Allez, ras-le-bol de décortiquer cette saloperie, je sors la tapette ! Et vlan ! Ça, c’est pour l’ordre moral ! Conclusion de l’expérience : une limace a beau se trimballer avec une coquille en espérant se faire passer pour un escargot, ça ne restera toujours qu’une bête visqueuse.

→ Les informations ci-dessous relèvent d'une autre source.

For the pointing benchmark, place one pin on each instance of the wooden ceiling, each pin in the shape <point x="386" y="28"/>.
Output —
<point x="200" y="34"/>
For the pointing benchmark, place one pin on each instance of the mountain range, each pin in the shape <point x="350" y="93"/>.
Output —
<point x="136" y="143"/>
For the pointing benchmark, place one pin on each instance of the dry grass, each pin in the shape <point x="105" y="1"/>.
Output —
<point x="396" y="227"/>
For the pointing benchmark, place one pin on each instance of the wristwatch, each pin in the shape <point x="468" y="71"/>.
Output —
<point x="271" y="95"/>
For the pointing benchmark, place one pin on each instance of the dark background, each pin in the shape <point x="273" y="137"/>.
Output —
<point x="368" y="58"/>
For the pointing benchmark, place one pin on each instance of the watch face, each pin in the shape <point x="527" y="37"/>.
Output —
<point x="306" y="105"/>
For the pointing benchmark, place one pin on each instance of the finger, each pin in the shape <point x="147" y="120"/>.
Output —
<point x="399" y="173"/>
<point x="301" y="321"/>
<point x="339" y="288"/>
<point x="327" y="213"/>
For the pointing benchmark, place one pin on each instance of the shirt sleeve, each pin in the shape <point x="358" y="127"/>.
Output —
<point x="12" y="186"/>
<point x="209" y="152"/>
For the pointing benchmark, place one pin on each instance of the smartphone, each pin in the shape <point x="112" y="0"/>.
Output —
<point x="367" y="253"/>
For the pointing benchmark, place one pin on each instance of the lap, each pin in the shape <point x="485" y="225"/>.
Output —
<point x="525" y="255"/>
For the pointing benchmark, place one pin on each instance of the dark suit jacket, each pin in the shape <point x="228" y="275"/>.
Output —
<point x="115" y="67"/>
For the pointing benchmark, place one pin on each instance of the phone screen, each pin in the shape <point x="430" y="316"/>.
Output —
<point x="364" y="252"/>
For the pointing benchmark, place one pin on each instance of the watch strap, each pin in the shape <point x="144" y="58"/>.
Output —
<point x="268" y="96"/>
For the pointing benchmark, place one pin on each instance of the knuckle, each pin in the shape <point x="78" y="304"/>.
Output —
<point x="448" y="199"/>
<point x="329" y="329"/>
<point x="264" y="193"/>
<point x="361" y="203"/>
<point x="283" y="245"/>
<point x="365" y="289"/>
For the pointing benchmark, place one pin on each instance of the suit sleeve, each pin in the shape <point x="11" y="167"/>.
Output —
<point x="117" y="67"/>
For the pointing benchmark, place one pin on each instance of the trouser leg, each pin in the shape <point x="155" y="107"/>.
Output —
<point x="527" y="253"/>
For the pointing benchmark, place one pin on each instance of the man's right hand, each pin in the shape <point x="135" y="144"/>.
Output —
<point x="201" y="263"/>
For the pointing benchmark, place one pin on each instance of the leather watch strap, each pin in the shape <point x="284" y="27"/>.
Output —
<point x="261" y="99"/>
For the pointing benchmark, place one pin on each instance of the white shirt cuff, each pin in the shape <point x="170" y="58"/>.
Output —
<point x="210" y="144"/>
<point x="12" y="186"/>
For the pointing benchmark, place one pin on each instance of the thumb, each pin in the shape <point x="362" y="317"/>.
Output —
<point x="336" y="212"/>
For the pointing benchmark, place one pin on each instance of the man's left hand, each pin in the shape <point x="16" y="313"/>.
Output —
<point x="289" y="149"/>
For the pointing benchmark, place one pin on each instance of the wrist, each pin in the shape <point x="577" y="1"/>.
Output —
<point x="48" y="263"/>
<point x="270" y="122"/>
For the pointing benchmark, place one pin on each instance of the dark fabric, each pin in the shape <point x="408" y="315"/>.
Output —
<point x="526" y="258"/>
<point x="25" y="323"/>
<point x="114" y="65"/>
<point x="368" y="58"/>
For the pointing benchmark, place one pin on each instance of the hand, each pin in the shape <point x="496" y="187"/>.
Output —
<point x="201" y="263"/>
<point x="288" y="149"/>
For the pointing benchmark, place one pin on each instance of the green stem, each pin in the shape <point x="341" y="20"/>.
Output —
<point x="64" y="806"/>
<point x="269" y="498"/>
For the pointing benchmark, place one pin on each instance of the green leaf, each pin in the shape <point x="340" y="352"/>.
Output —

Alors, messieurs du gouvernement et autres sbires du baron Ernest, cessez vos maquillages de l’histoire ! Nous ne sommes pas dupes, nous vous voyons tels que vous êtes : des fossoyeurs de l’humanité, le doigt grippé sur la « marche arrière » de l’enregistreur de l’histoire, fiers dans leurs uniformes de petits soldats du capitalisme et portant en eux le gouffre de nos vies !

Zou ! Le réveil radio est passé par la fenêtre… de toute manière, j’emmerde radio Lagardère… tiens, mais qui c’est qui s’apprête à démarrer en bas ? Mais oui, c’est bien lui ! C’est bien ce couillon de baron Ernest, fièrement campé dans son automobile (Peugeot ?), bras sur le dossier de son siège arrière (en cuir ?) et regard vers la lunette arrière, Ma liberté de penser à fond sur l’autoradio, son chauffeur prêt à lancer les chevaux (vapeur ?) du moteur… la première engagée ! Ah, ces connards de réformateurs réacs… toujours les premiers pour filer droit dans le mur ! No Future, man, surtout pas celui-là !!!